Mouse lymphoma cells were treated with the test item to determine the genotoxic potential of the substance in mammalian cells (similar to OECD guideline 476, GLP). Two nonactivation mutation assays were used in the evaluation. In the first nonactivation trial. the test article was lethal or excessively toxic above 15.0 µg/ml. The remaining three treatments from 5.00 µg/ml to 15.0 µg/ml induced weak cytotoxicity. None of the three analyzed treatments induced a mutant frequency that exceeded the minimum criterion for a positive response and a small increase in concentration from 15.0 µg/ml to 20.0 µg/ml was excessively cytotoxic. An independent repeat assay was performed to confirm these results. In the independent repeat nonactivation assay, six treatments from 5.00 µg/ml to 20.0 µg/ml were analyzed for mutant induction and a wide range of cytotoxicities was induced. Even in the presence of high cytotoxicity, there was no evidence for a mutagenic response. Two activation mutation trials were also used in the evaluation. In the first activation trial, six

treatments from 5.00 µg/ml to 40.0 µg/ml were evaluated for mutant induction. In the confirmatory trial, six treatments from 15.0 µg/ml to 40.0 µg/ml were analyzed. A wide range of cytotoxicities was induced in both trials and no evidence for a mutagenic response was observed. The test material was evaluated as negative in the mouse lymphoma forward mutation assay both with and without S9 metabolic activation over a wide range of cytotoxicity.

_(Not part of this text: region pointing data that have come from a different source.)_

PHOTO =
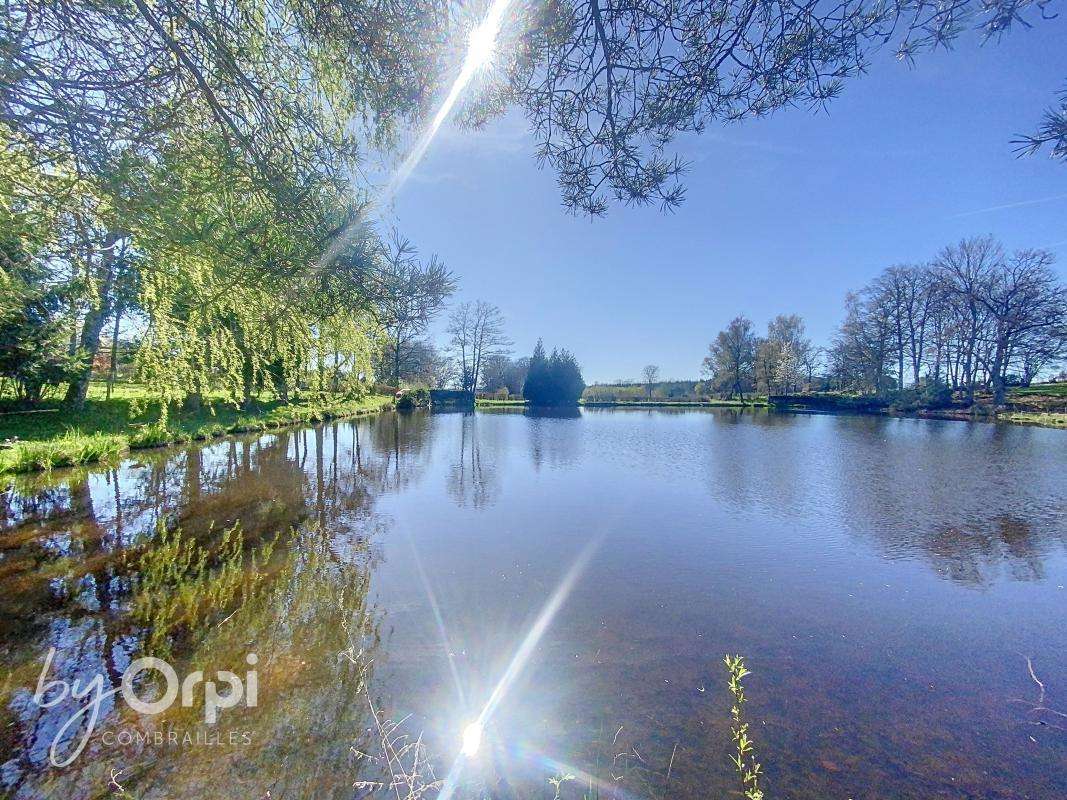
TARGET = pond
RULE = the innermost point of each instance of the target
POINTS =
(896, 587)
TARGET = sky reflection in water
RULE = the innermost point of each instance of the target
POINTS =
(885, 577)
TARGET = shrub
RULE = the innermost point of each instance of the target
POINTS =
(414, 398)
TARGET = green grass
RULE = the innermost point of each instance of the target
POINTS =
(1042, 389)
(489, 401)
(1046, 419)
(51, 436)
(711, 402)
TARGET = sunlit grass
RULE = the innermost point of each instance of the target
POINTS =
(107, 428)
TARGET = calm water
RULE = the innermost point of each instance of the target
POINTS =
(886, 578)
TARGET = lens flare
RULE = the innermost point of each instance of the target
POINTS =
(481, 45)
(520, 658)
(472, 739)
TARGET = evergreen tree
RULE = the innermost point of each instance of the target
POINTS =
(553, 381)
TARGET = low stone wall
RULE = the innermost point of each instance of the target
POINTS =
(829, 402)
(451, 398)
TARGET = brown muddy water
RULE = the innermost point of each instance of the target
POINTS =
(887, 580)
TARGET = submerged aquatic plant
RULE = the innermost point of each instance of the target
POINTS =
(744, 757)
(182, 585)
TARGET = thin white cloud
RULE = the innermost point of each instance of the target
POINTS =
(1006, 206)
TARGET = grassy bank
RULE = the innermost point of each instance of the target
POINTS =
(757, 402)
(490, 402)
(51, 436)
(1044, 404)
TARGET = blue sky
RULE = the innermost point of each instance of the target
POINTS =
(782, 216)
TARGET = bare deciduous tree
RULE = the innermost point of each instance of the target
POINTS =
(650, 376)
(409, 294)
(477, 335)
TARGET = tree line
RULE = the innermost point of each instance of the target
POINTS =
(478, 358)
(973, 318)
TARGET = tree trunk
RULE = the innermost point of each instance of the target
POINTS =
(90, 341)
(113, 371)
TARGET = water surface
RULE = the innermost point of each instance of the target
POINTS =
(886, 578)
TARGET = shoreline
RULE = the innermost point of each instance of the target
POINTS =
(78, 448)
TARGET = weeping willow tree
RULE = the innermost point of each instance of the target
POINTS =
(235, 293)
(216, 143)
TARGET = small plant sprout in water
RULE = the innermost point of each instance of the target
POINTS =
(744, 756)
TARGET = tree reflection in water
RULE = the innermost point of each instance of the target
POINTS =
(72, 545)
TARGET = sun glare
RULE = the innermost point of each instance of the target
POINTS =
(482, 44)
(472, 739)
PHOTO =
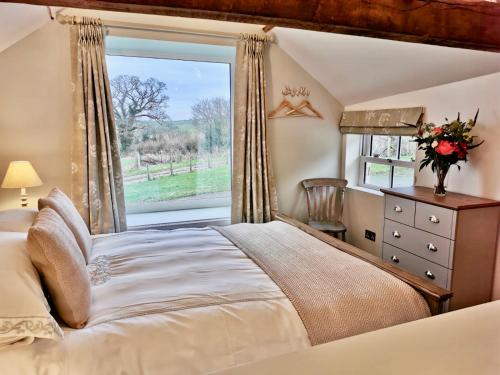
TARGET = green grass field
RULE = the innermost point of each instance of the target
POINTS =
(178, 186)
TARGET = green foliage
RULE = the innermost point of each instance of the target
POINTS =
(448, 144)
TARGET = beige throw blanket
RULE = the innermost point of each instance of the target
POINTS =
(335, 294)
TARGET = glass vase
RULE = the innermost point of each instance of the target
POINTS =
(440, 180)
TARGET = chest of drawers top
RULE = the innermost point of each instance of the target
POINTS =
(452, 201)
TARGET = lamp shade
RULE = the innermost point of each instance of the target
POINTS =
(21, 174)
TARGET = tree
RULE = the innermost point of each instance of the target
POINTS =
(213, 115)
(135, 100)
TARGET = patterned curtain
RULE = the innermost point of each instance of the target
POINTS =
(97, 184)
(253, 189)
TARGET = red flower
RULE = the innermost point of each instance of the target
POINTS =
(461, 150)
(437, 131)
(445, 147)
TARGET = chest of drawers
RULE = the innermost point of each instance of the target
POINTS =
(449, 240)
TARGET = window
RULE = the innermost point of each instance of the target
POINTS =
(387, 161)
(173, 111)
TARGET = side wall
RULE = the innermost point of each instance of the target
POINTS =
(36, 119)
(36, 110)
(478, 177)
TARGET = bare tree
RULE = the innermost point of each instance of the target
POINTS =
(214, 116)
(135, 100)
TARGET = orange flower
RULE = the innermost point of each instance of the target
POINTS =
(445, 148)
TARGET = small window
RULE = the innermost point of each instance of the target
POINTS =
(387, 161)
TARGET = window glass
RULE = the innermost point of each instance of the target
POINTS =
(385, 146)
(377, 174)
(174, 124)
(408, 149)
(403, 177)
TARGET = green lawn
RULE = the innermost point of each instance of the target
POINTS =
(179, 186)
(129, 170)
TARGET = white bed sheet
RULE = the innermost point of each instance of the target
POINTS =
(179, 302)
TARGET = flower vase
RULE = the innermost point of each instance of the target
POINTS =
(440, 180)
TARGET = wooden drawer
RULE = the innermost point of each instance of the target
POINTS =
(435, 219)
(437, 274)
(426, 245)
(400, 210)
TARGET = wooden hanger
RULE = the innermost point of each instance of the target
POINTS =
(304, 104)
(285, 104)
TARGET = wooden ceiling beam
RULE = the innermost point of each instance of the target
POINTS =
(469, 24)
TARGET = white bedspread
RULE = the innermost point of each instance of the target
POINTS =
(179, 302)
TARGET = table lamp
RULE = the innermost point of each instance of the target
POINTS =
(21, 175)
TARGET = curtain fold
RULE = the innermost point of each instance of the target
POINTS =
(394, 121)
(97, 183)
(253, 189)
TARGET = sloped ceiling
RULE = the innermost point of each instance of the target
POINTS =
(353, 69)
(19, 20)
(356, 69)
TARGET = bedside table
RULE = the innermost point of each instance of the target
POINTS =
(449, 240)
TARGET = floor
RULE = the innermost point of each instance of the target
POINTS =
(180, 217)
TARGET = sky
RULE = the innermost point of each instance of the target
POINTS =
(187, 81)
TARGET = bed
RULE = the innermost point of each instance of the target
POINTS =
(193, 301)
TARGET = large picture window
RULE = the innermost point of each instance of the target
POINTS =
(173, 117)
(387, 161)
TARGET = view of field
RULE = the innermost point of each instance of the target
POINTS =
(174, 134)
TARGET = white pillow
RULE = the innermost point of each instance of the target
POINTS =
(24, 311)
(17, 220)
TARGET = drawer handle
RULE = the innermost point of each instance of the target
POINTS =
(433, 219)
(430, 275)
(431, 247)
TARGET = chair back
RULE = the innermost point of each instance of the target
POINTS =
(325, 198)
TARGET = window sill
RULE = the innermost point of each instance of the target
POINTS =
(179, 218)
(366, 190)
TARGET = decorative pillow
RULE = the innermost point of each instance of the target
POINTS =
(60, 203)
(58, 259)
(17, 220)
(24, 311)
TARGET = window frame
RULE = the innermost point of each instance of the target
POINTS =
(365, 157)
(166, 206)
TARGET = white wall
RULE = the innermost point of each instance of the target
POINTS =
(36, 110)
(300, 147)
(479, 177)
(36, 118)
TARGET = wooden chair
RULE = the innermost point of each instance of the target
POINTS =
(325, 200)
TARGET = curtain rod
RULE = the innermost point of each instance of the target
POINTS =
(64, 19)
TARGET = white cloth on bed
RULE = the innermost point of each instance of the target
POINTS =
(178, 302)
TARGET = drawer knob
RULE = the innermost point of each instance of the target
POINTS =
(430, 275)
(431, 247)
(433, 219)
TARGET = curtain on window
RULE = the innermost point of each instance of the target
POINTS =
(397, 121)
(253, 189)
(97, 184)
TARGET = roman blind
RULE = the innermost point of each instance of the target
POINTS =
(394, 121)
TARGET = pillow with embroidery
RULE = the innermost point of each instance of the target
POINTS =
(24, 311)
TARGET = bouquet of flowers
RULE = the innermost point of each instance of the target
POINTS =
(444, 146)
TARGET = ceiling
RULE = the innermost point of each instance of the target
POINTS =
(19, 20)
(353, 69)
(356, 69)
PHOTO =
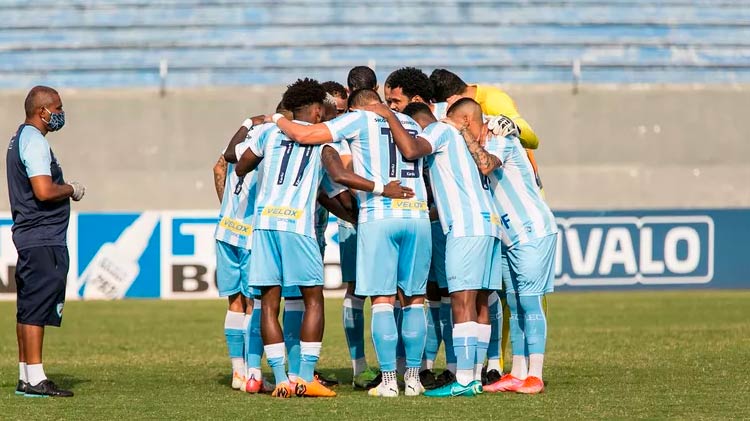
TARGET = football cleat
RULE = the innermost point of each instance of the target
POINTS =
(238, 380)
(46, 388)
(21, 387)
(455, 389)
(383, 390)
(507, 383)
(329, 381)
(427, 379)
(531, 386)
(413, 387)
(313, 389)
(363, 379)
(283, 390)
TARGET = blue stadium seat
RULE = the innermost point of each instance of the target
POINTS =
(121, 42)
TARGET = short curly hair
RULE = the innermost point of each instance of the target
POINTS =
(302, 93)
(412, 82)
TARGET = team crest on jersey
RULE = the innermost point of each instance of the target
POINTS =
(419, 205)
(282, 212)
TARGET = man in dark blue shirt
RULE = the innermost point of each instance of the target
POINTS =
(40, 204)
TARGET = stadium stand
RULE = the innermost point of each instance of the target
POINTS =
(109, 43)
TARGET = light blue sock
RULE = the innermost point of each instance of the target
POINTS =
(384, 336)
(234, 334)
(446, 324)
(434, 333)
(354, 326)
(310, 352)
(465, 347)
(496, 321)
(294, 310)
(276, 354)
(517, 337)
(414, 332)
(254, 351)
(535, 324)
(398, 315)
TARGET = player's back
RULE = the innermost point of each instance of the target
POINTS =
(289, 177)
(376, 157)
(238, 203)
(524, 213)
(461, 192)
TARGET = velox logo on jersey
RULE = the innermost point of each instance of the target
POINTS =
(188, 250)
(8, 258)
(625, 250)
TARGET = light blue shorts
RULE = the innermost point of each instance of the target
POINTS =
(348, 252)
(286, 259)
(232, 269)
(529, 268)
(393, 253)
(437, 265)
(473, 263)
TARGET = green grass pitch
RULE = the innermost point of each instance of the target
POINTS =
(610, 355)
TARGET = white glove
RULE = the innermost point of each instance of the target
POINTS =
(78, 190)
(503, 126)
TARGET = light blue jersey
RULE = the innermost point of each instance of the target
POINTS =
(289, 177)
(462, 194)
(235, 225)
(376, 157)
(524, 215)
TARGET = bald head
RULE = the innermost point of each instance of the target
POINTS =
(40, 97)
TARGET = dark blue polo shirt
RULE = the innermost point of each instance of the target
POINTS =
(35, 223)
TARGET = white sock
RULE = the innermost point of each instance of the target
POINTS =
(519, 370)
(359, 365)
(494, 364)
(536, 361)
(22, 372)
(35, 373)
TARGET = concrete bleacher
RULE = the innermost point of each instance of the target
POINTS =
(105, 43)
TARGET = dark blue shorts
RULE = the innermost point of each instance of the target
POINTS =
(41, 278)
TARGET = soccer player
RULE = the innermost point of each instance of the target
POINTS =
(471, 222)
(285, 250)
(393, 250)
(404, 86)
(362, 77)
(529, 240)
(40, 204)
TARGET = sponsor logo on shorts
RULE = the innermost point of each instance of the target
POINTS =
(418, 205)
(282, 212)
(235, 226)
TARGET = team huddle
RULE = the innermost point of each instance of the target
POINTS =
(442, 224)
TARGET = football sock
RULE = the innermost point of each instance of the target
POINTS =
(384, 336)
(535, 330)
(254, 352)
(434, 334)
(414, 333)
(309, 354)
(398, 314)
(35, 374)
(496, 321)
(354, 330)
(483, 341)
(465, 347)
(235, 337)
(22, 372)
(294, 310)
(446, 324)
(276, 354)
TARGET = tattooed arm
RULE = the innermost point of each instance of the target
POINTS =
(220, 176)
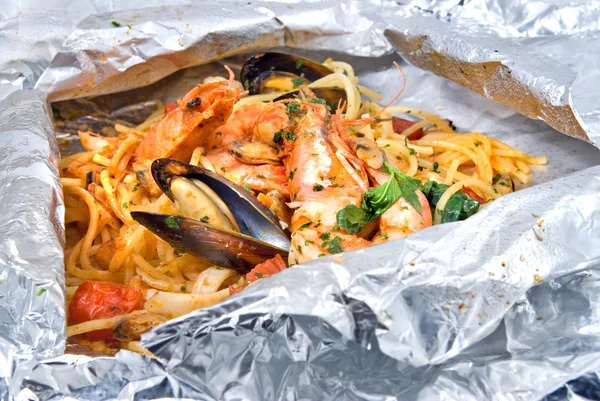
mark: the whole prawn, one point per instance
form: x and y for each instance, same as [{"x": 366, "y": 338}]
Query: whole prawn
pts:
[{"x": 186, "y": 126}]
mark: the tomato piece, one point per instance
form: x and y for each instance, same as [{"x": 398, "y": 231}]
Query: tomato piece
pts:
[
  {"x": 473, "y": 195},
  {"x": 97, "y": 300},
  {"x": 261, "y": 270},
  {"x": 400, "y": 125},
  {"x": 170, "y": 107},
  {"x": 266, "y": 268}
]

Chromosome aberration study

The ability of the test material to induce chromosomal aberrations in Chinese hamster ovary (CHO) cells with and without metabolic activation was examined. The top concentration tested in this assay was 125 µg/ml, a concentration limited by solubility and the level of precipitate in the cultures; the treatment periods were 3 hours and 17.5 hours, respectively, with and without metabolic activation and cultures were harvested 20 hours from the initiation of treatment. No significant increase in cells with chromosomal aberrations, polyploidy, or endoreduplication was observed at the concentrations analyzed. In conclusion, the test material did not induce chromosome aberrations in mammalian cells.

Overall conclusion

The test article did not induce chromosomal aberrations or mutations in mammallian cells. In addition, when tested in a GLP-compliant Ames test the test article did also not induce mutations in bacteria. The positive increase in revertants in the available Ames screening assay may result from impurities (substance identity and purity was not verified) or a measurement artefact; a confirmatory experiment was not performed. The test article is therefore considered to have no genotoxic potential.

Justification for classification or non-classification

Classification, Labeling, and Packaging Regulation (EC) No. 1272/2008

The available experimental test data are reliable and suitable for classification purposes under Regulation 1272/2008. As a result the substance is not considered to be classified for genotoxicity under Regulation (EC) No. 1272/2008.